Crown Resorts’ fiscal year runs from Jul. 1 to Jun. 30. It reports full financial and operating results twice a year; it typically posts first-half results in mid- to late February, with full fiscal year numbers out in mid-August.

Interim dividends are usually declared in February along with first-half results. Final dividends are usually declared in August along with full fiscal-year results.

The most recent interim dividend of AUD0.18 per share was declared Feb. 21, 2014; it was paid April 11, 2014, to shareholders of record as of March 28. Shares traded “ex-dividend” on this declaration as of March 24.

Crown Resorts declared a final dividend on Aug. 14, 2014, when it reported full financial and operating results for fiscal 2014. This dividend will be paid on Oct. 10, 2014, to shareholders of record as of Sept. 26. Shares will trade ex-dividend as of Sept. 24.
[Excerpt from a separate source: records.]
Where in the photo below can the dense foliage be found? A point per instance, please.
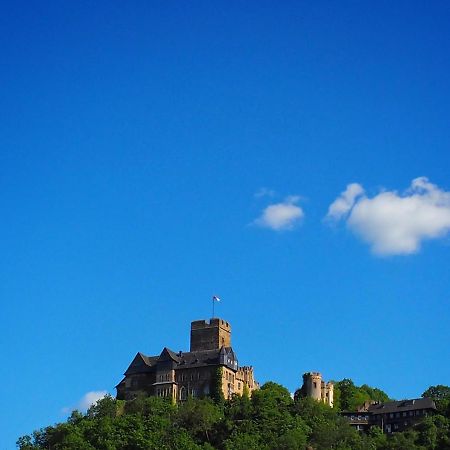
(270, 419)
(347, 396)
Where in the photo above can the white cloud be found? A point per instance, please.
(395, 223)
(86, 401)
(264, 192)
(281, 216)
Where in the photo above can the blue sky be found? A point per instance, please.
(153, 154)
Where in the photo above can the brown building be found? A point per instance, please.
(179, 375)
(391, 416)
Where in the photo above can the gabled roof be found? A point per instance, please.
(141, 363)
(144, 364)
(167, 355)
(402, 405)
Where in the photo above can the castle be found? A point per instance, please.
(316, 388)
(210, 361)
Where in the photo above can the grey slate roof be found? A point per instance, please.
(402, 405)
(144, 364)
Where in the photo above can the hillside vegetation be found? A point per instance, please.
(270, 419)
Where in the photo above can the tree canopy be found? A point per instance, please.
(269, 420)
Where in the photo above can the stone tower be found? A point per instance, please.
(318, 389)
(312, 383)
(210, 335)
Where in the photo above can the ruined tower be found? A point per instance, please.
(318, 389)
(210, 335)
(312, 384)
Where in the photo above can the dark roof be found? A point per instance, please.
(402, 405)
(142, 363)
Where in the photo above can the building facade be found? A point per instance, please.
(210, 362)
(391, 416)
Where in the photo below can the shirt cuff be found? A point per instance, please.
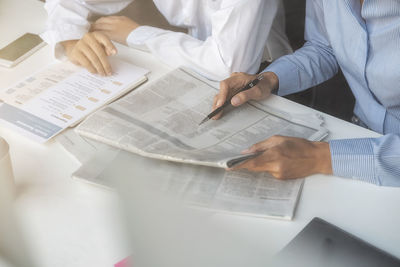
(286, 72)
(141, 34)
(354, 158)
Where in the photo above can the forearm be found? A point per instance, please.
(312, 64)
(68, 20)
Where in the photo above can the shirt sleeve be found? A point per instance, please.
(373, 160)
(312, 64)
(237, 42)
(68, 19)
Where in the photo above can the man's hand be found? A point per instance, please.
(289, 158)
(117, 28)
(237, 81)
(91, 52)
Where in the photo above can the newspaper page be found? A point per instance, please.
(62, 94)
(161, 120)
(236, 192)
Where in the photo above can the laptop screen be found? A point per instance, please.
(323, 244)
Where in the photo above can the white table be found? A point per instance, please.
(67, 223)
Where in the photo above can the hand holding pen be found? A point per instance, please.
(240, 88)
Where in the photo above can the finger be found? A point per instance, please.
(101, 55)
(106, 20)
(93, 58)
(83, 61)
(258, 164)
(226, 87)
(265, 145)
(106, 42)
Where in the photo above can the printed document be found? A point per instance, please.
(161, 120)
(61, 95)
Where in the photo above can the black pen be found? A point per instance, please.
(228, 101)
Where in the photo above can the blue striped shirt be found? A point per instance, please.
(365, 43)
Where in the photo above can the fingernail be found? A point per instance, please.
(235, 100)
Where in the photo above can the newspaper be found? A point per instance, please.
(234, 192)
(161, 120)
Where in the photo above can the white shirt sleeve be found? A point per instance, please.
(68, 19)
(239, 35)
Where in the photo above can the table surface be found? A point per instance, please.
(68, 223)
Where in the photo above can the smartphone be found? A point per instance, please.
(20, 49)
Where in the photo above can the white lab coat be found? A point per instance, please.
(224, 36)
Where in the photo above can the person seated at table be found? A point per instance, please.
(224, 36)
(363, 39)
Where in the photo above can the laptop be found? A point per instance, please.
(323, 244)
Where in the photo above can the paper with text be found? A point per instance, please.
(161, 120)
(61, 95)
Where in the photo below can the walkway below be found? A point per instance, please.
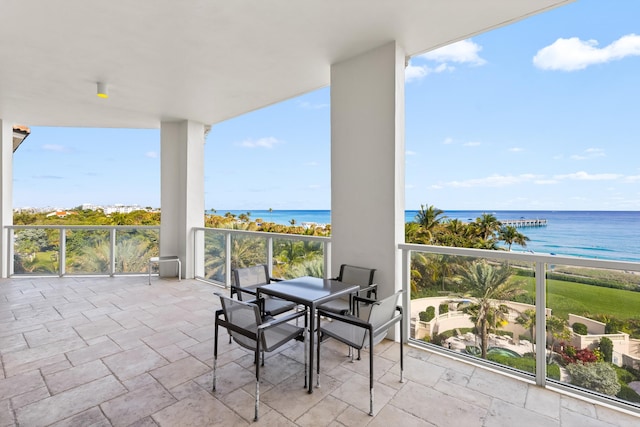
(117, 352)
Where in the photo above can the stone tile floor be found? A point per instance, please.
(117, 352)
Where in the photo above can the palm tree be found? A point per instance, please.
(527, 319)
(510, 235)
(487, 225)
(487, 285)
(429, 217)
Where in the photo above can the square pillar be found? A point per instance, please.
(368, 163)
(6, 193)
(182, 191)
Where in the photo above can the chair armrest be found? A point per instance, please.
(369, 289)
(283, 319)
(357, 299)
(352, 320)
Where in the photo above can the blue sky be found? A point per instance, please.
(542, 114)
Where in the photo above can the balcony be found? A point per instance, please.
(447, 339)
(115, 351)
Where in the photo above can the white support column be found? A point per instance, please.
(367, 163)
(182, 191)
(6, 192)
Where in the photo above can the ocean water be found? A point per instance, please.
(610, 235)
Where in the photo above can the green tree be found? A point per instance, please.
(606, 347)
(487, 225)
(510, 235)
(557, 327)
(429, 217)
(598, 376)
(487, 286)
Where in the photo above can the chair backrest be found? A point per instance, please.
(361, 276)
(381, 312)
(243, 316)
(249, 277)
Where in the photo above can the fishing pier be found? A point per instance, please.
(519, 223)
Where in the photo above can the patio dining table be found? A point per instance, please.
(310, 292)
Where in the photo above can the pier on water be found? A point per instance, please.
(524, 222)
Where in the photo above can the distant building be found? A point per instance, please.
(62, 214)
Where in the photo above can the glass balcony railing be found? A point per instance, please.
(81, 250)
(564, 322)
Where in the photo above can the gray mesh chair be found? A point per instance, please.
(366, 332)
(245, 325)
(357, 276)
(247, 280)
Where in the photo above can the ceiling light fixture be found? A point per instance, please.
(102, 90)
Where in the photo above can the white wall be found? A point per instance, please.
(6, 191)
(367, 163)
(182, 191)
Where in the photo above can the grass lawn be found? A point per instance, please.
(569, 297)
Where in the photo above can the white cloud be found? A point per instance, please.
(462, 52)
(416, 72)
(585, 176)
(309, 106)
(54, 147)
(492, 181)
(574, 54)
(589, 153)
(268, 142)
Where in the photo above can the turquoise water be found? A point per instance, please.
(610, 235)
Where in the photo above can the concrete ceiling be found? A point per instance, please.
(206, 60)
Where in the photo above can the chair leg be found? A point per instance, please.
(257, 398)
(215, 362)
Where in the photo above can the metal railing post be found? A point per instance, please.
(10, 261)
(406, 295)
(270, 255)
(227, 260)
(62, 254)
(541, 324)
(326, 250)
(112, 252)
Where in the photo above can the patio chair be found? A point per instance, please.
(366, 332)
(244, 323)
(248, 279)
(361, 276)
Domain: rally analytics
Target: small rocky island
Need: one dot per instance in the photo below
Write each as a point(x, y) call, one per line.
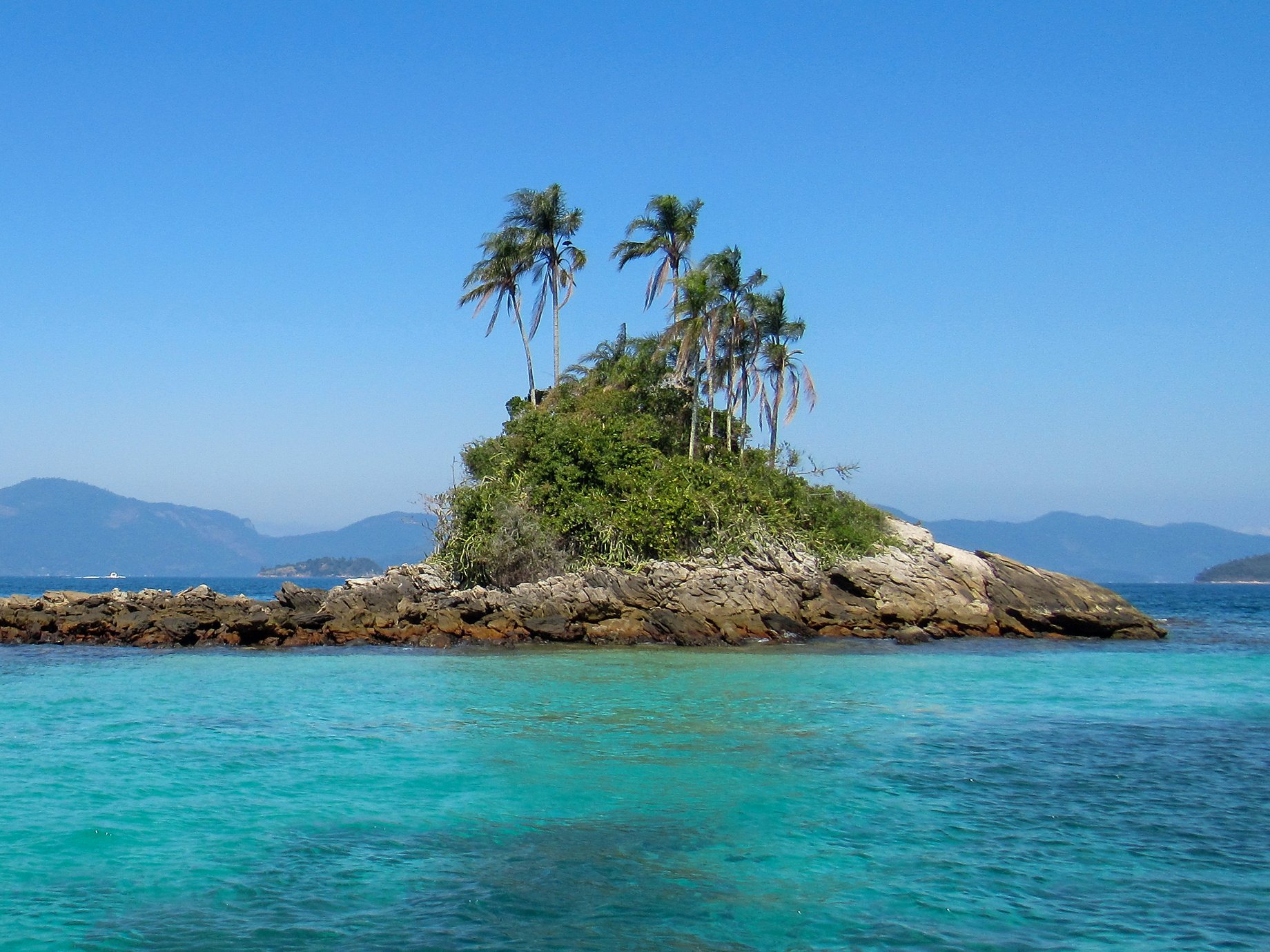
point(1254, 570)
point(627, 505)
point(912, 592)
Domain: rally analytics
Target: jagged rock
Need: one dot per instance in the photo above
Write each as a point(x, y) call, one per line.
point(913, 592)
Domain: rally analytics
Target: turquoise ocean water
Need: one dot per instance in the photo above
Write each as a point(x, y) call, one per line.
point(976, 795)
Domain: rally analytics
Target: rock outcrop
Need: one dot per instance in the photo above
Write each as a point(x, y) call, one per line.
point(916, 590)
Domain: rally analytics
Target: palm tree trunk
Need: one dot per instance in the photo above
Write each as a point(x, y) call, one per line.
point(529, 355)
point(692, 416)
point(776, 414)
point(730, 397)
point(556, 320)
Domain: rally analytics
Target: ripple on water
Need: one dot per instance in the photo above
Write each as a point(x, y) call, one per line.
point(969, 797)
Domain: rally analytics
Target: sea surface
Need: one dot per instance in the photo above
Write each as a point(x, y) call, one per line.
point(251, 586)
point(977, 795)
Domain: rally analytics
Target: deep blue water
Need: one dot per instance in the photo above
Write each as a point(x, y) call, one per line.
point(976, 795)
point(249, 585)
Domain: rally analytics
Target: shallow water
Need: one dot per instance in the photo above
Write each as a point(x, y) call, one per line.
point(978, 795)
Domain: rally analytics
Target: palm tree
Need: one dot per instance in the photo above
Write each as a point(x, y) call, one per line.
point(691, 335)
point(668, 228)
point(497, 279)
point(547, 225)
point(781, 371)
point(734, 317)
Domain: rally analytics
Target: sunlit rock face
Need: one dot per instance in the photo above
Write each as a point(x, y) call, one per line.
point(912, 592)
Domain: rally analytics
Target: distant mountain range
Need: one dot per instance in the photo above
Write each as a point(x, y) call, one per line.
point(1104, 550)
point(1255, 568)
point(61, 527)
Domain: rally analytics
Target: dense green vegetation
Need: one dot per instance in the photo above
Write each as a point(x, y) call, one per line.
point(600, 473)
point(1255, 568)
point(642, 450)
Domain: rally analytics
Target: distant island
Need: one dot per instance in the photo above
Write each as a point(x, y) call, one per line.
point(63, 527)
point(1255, 568)
point(324, 567)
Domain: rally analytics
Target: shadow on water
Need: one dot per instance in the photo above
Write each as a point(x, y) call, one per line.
point(619, 885)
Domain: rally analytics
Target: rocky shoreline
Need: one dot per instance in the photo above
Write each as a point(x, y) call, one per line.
point(915, 592)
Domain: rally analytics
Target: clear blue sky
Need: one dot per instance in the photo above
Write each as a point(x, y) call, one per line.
point(1030, 240)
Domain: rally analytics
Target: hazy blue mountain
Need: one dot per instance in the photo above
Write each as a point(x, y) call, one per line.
point(57, 527)
point(390, 539)
point(1105, 550)
point(1254, 568)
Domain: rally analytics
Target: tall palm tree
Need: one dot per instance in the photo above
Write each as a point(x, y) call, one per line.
point(781, 371)
point(497, 279)
point(691, 336)
point(668, 228)
point(733, 320)
point(547, 224)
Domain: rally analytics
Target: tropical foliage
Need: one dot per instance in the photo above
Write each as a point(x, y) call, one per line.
point(600, 473)
point(642, 449)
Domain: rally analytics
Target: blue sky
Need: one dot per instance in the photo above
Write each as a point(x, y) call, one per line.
point(1030, 240)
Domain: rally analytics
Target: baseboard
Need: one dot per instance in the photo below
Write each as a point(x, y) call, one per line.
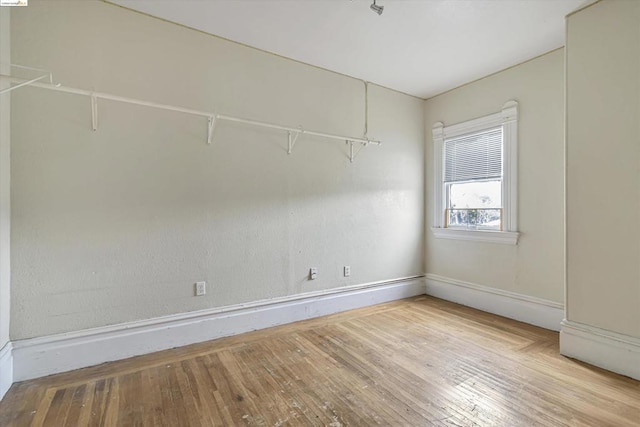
point(43, 356)
point(609, 350)
point(6, 369)
point(535, 311)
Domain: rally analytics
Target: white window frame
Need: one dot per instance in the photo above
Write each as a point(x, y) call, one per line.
point(508, 119)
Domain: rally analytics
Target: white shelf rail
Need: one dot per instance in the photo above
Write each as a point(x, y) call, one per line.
point(212, 118)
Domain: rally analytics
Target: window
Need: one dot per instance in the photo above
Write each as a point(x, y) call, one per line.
point(476, 178)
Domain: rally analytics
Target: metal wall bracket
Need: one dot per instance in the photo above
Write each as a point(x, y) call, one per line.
point(292, 139)
point(211, 129)
point(94, 112)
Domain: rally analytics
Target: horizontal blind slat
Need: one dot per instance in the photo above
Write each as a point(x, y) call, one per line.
point(473, 157)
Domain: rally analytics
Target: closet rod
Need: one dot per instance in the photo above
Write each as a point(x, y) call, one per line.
point(210, 115)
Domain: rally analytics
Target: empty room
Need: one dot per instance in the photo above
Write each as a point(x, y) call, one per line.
point(320, 212)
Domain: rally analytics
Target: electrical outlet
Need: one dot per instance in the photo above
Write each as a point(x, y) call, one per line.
point(347, 271)
point(201, 288)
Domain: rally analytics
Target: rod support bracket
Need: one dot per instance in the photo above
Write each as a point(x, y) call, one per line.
point(94, 112)
point(292, 138)
point(211, 128)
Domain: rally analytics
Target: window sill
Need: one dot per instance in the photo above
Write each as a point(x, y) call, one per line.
point(503, 237)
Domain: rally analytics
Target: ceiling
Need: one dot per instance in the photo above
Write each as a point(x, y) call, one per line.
point(419, 47)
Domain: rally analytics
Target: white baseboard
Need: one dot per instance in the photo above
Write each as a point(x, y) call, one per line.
point(535, 311)
point(6, 369)
point(609, 350)
point(48, 355)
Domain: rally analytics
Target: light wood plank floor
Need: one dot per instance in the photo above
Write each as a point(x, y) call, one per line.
point(415, 362)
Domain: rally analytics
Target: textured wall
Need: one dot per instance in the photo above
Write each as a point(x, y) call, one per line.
point(117, 225)
point(534, 267)
point(603, 154)
point(5, 177)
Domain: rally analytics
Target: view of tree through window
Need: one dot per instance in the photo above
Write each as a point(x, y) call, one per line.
point(475, 204)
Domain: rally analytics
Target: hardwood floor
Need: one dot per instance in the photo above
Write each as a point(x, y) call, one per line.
point(415, 362)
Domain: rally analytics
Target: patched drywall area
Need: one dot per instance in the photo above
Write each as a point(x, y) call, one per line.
point(535, 266)
point(119, 224)
point(603, 154)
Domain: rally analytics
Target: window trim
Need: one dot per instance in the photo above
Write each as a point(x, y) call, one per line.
point(508, 119)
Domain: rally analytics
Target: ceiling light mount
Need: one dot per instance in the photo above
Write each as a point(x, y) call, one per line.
point(377, 9)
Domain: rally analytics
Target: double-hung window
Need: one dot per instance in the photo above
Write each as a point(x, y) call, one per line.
point(476, 178)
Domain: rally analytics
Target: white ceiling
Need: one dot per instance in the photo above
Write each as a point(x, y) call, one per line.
point(420, 47)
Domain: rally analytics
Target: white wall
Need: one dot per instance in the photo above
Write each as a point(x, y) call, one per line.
point(6, 367)
point(5, 164)
point(116, 225)
point(535, 266)
point(603, 154)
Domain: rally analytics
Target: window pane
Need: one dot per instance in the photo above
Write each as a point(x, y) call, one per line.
point(484, 194)
point(475, 205)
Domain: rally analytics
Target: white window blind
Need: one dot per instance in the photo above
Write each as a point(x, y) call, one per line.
point(473, 157)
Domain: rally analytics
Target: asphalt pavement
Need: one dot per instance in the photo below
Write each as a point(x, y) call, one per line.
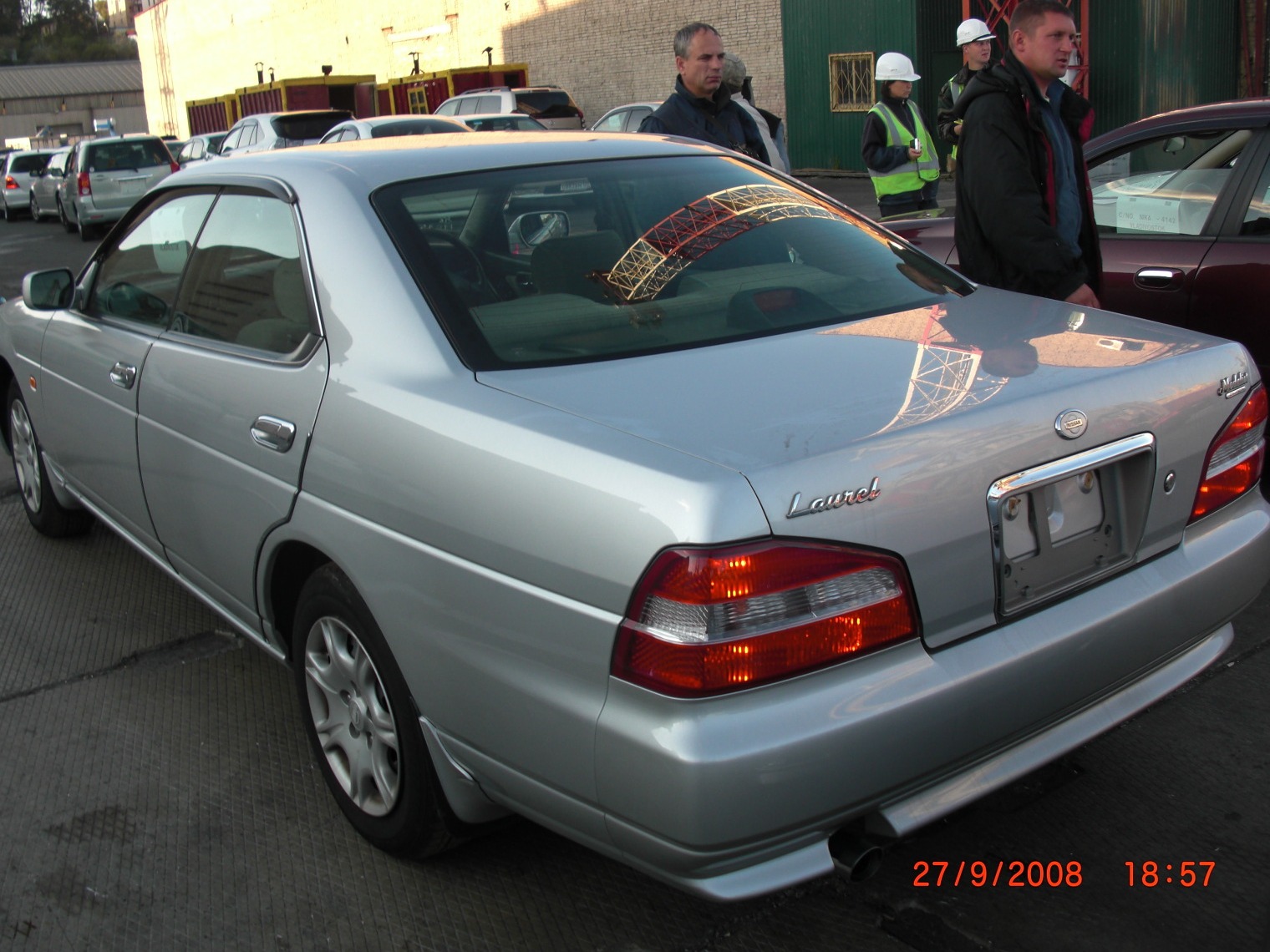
point(158, 793)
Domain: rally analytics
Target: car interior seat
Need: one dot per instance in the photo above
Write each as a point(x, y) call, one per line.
point(561, 266)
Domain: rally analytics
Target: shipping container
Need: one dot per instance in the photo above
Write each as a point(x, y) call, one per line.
point(215, 114)
point(352, 93)
point(424, 92)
Dividends paid by Crown Resorts are “qualified” for US tax purposes. Based on the “fiscal cliff” compromise reached in Washington, DC, in January 2013 dividends will be taxed at Bush-era rates of 5 percent to 15 percent for investors’ first USD450,000 a year of income for couples and USD400,000 for single filers. Above that the maximum tax rate is 20 percent.

The Australian government withholds 5 percent to 15 percent, based on the US-Australia tax treaty on double taxation. The two countries have not taken the step of eliminating withholding from dividends paid in respect of shares held in a US IRA, as have the US and Canada.

Among the 16 analysts who cover the stock 14 rate it a “buy” according to Bloomberg’s standardization of brokerage house recommendation terminology, while one rates the stock a “hold” and one says “sell.”

The “best consensus” 12-month target price among the analysts that provide such a number is AUD18.91 with a high of AUD21.45 and a low of AUD16.30.

Including an annualized dividend rate of AUD0.37 per share, the 12-month total return based on Crown Resorts’ Sept. 11 closing price on the ASX of AUD14.98 and analysts’ consensus price target is 28.7 percent.